Why Panpsychism (Everything Is Conscious) Is Gaining Ground
On Monday, we looked at a Cornell University evolutionary biologist who made the case — with Cornell’s apparent backing — that the goldenrod plant is intelligent. This points to the growth of panpsychism (everything is conscious*) in mainstream science.
The current drift to panpsychism was probably inevitable. A couple of other recent science news stories offer a bit of background.
Dr. Chimp is In
We were told last week that wild chimpanzees seek out medicinal plants to treat illness and injuries:
The results suggest that chimpanzees seek out specific plants for their medicinal effects. The study is one of the first to provide both behavioral and pharmacological evidence of the medicinal benefits to wild chimpanzees of feeding on bark and dead wood…
In this paper, we demonstrate how watching and learning from our primate cousins may fast-track the discovery of novel medicines, while also emphasizing the importance of protecting our forest pharmacies.
PLOS. “Wild chimpanzees seek out medicinal plants to treat illness and injuries.” ScienceDaily, 20 June 2024. The paper is open access.
Actually, the propensity of animals to seek out relief from pain (zoopharmacognosy) has been known from ancient times and we humans have added that knowledge to our own stock ever since.
Butterflies and ants do it too
However, our ancestors probably didn’t know that butterflies also self-medicate. They wouldn’t likely have been surprised in principle but, outside of focused research labs, we learn more from life forms that are more like us.
But a question arises: If chimpanzees self-medicate because they are sentient and conscious (and long-lived), how do butterflies come to self-medicate?
On Tuesday, we also learned that ants treat each other’s wounds:
Saving lives through surgery is no longer exclusive to humans. Scientists now detail how Florida carpenter ants, a common, brown species native to its namesake, selectively treat the wounded limbs of fellow nestmates — either by wound cleaning or amputation. When experimentally testing the effectiveness of these ‘treatments,’ not only did they aid in recovery, but the research team found the ants’ choice of care catered to the type of injury presented to them.
Cell Press. (2024, July 2). An ant that selectively amputates the infected limbs of wounded sisters. ScienceDaily. The paper is open access.
The same question arises as with butterflies: Ants probably benefit from a hive mind but is there evidence that that hive mind is conscious as opposed to computer-like? If not, how is the knowledge of healing techniques gained, preserved, and passed on?
Not algae too?
We also learned on Tuesday that algae — photosynthetic life forms that are not plants — “listen to” to their environment:
Plants have long been known to release chemicals to respond to stress and relay information to their neighbors. A team of scientists from Bigelow Laboratory have shown that glaucophytes, a small group of single-celled algae distantly related to plants, appear to have the same penchant for chemical communication. This suggests that the ability to use chemical cues in this way may not be unique to complex life as once thought, but rather evolved further back on the tree of life.”

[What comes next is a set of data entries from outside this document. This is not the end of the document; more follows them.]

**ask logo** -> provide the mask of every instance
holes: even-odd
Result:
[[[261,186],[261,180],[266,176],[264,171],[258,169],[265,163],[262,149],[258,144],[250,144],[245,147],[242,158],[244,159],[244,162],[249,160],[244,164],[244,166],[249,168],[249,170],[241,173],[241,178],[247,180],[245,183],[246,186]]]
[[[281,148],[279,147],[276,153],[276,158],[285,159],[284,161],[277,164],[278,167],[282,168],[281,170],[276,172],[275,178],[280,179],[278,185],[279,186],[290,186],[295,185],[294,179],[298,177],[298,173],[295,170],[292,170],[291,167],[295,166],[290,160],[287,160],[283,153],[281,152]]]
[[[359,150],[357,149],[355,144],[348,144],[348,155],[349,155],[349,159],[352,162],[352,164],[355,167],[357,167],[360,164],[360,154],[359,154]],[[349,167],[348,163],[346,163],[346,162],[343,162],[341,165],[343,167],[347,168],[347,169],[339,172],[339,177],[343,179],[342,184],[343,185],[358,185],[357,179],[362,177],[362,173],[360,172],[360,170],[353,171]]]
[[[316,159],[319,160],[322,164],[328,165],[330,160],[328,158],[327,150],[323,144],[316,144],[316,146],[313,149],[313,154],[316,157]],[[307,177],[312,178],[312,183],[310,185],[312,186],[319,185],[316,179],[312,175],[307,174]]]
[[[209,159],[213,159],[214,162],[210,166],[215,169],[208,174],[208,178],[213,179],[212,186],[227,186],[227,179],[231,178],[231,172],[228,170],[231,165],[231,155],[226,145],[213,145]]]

Bigelow Laboratory for Ocean Sciences. “Study illuminates cues algae use to ‘listen’ to their environment,” ScienceDaily, 2 July 2024. The paper is open access.
So no, algae were not found to heal themselves or others — but they were found to listen and report. Again, is this a form of consciousness?
The “illusion” phase is over
No wonder science writer John Horgan thinks that Tufts University philosopher Daniel Dennett (1942–2024) might be the end of an era, an era characterized by an insistence that the human mind is an illusion — and also by, in Horgan’s words, “ultra-materialist, ultra-Darwinian, swaggering, know-it-all scientism.”
Today, we can hardly keep up with all the “minds” for which some type of claim might be made. No questions are answered by claiming that they are all an illusion.
Panpsychism is, as noted in earlier posts, a form of naturalism (nature is all there is). But, unlike Dennett’s eliminative naturalism, it treats consciousness throughout nature as real, not illusory.
Panpsychism’s key weakness
But panpsychists will encounter difficulties when they try to put human consciousness on a simple continuum with animal consciousness, as any naturalist must do. An inkling of the problem may be gleaned from the snippet above about the ant medics: “Saving lives through surgery is no longer exclusive to humans.”
Well, amputation was never exclusive to humans! What is exclusive to humans is the capacity for reason that enables us to survey the world around us and select methods that work, whether for limb reattachments or moon bases. Panpsychism will face the same problem as eliminative naturalism if it seeks a continuum where there is in fact a gap. More on that later.
- Note: Some panpsychists believe that consciousness pervades the entire universe; others believe it is found only in life forms.